Calculate cross-correlation coefficients for prewhitened time series
Source:R/prewhitened-ccf.R
prewhitened_ccf.Rd
prewhitened_ccf()
prewhitens time series, calculates cross-correlation coefficients, and returns statistically significant values.
Usage
prewhitened_ccf(
input,
output,
input_col,
output_col,
keep_input = "both",
keep_ccf = "both",
max.order
)
Arguments
- input
tsibble; The influential or "predictor-like" time series
- output
tsibble; The affected or "response-like" time series
- input_col
string; Name of the numeric column of the input tsibble
- output_col
string; Name of the numeric column of the output tsibble
- keep_input
string; values: "input_lags", "input_leads" or "both"; Default is "both".
- keep_ccf
string; values: "positive", "negative", or "both; Default is "both"
- max.order
integer; The maximum lag used in the CCF calculation.
Value
A tibble with the following columns:
input_type: "lag" or "lead"
input_series: lag or lead number
signif_type: "Statistically Significant" or "Not Statistically Significant"
signif_threshold: Threashold CCF value for statistical significance at the 95% level
ccf: Calculated ccf value
Details
In a cross-correlation in which the direction of influence between two time-series is hypothesized or known,
the influential time-series is called the "input" time-series
the affected time-series is called the "output" time-series
The cross-correlation function calculates correlation values between lags and leads of the input series and the output series.

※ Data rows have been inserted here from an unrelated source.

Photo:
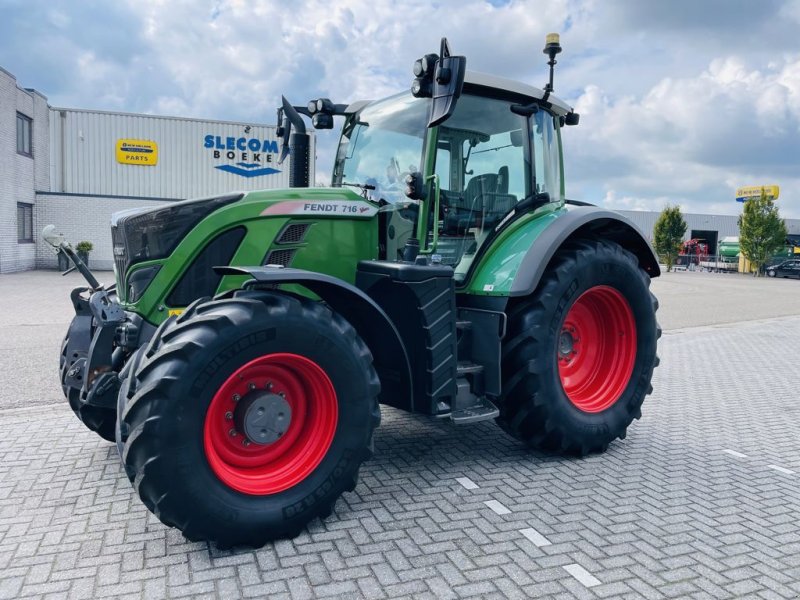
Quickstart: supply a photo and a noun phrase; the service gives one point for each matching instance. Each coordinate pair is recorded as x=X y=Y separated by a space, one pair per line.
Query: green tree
x=668 y=234
x=762 y=232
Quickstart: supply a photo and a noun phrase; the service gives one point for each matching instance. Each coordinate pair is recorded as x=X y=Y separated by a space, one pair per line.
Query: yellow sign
x=751 y=192
x=137 y=152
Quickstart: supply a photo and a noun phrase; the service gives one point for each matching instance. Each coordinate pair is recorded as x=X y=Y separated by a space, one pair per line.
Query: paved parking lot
x=701 y=500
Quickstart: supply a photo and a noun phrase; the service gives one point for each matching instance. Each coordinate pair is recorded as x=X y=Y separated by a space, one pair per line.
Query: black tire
x=98 y=419
x=192 y=357
x=534 y=407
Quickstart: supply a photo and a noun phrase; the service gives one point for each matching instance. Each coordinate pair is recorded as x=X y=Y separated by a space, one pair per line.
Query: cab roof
x=516 y=87
x=485 y=80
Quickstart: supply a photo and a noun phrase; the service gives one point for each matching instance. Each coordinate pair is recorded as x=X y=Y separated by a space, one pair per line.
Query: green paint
x=495 y=273
x=333 y=244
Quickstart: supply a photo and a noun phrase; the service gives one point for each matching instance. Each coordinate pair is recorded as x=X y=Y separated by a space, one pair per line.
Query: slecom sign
x=246 y=157
x=751 y=192
x=137 y=152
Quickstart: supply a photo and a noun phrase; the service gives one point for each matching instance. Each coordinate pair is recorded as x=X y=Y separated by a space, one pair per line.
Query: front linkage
x=98 y=341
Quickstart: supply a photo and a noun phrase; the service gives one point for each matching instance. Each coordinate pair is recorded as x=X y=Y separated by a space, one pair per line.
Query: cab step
x=483 y=410
x=465 y=368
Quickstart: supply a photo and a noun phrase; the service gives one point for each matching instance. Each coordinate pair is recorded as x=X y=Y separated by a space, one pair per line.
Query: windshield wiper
x=363 y=186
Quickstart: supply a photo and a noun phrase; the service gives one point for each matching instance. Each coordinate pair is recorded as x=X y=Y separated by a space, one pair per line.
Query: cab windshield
x=381 y=144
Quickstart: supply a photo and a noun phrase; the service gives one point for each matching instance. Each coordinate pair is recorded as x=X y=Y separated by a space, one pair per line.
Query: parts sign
x=137 y=152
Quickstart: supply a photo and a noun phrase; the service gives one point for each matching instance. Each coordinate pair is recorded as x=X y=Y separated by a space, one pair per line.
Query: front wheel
x=250 y=417
x=580 y=352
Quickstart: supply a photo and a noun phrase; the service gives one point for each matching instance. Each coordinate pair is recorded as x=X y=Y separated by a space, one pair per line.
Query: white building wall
x=83 y=218
x=20 y=175
x=84 y=156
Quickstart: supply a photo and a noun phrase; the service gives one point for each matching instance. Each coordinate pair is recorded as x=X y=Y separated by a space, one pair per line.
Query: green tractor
x=240 y=360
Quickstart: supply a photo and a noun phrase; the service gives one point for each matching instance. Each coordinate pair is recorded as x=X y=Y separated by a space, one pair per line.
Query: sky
x=681 y=101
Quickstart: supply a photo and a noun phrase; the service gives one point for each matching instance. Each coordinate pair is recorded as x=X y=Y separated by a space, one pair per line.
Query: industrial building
x=709 y=228
x=74 y=168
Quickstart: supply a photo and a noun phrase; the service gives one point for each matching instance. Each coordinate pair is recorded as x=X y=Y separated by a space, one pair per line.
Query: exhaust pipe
x=298 y=145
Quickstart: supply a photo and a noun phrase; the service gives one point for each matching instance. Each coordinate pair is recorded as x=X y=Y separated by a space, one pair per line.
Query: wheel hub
x=263 y=417
x=566 y=344
x=596 y=349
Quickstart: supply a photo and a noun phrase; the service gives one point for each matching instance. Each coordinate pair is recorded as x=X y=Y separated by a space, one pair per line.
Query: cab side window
x=545 y=143
x=484 y=170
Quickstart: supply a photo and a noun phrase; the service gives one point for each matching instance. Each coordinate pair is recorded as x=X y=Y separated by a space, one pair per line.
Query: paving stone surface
x=665 y=513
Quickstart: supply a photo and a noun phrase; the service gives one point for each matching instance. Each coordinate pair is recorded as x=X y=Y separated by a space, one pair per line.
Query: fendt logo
x=251 y=155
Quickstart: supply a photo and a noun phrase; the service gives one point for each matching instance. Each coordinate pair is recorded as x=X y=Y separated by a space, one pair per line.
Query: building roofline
x=29 y=91
x=152 y=116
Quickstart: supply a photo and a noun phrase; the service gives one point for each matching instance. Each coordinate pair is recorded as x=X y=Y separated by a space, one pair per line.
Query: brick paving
x=666 y=513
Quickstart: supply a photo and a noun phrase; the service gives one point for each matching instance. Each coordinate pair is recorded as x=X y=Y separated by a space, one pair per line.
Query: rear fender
x=581 y=222
x=369 y=320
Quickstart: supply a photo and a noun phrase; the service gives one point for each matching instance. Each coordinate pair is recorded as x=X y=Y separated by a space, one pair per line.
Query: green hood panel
x=495 y=273
x=342 y=230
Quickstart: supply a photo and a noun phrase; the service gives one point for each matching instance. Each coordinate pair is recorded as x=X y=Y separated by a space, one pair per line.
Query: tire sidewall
x=182 y=437
x=607 y=268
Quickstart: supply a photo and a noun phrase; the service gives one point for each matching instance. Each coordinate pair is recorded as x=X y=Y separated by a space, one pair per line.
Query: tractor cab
x=496 y=156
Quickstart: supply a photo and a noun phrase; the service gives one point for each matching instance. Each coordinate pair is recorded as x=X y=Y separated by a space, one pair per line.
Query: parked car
x=788 y=268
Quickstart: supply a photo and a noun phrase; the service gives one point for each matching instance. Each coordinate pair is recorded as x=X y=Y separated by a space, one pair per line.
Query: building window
x=24 y=127
x=24 y=222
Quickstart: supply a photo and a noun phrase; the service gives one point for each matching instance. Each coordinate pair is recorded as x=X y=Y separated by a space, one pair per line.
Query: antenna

Sometimes only correlations between the leads or lags of the input series and the output series make theoretical sense, or only positive or negative correlations make theoretical sense.
The "keep_input" argument specifies whether you want to keep only output CCF values involving leads or lags of the input series or both.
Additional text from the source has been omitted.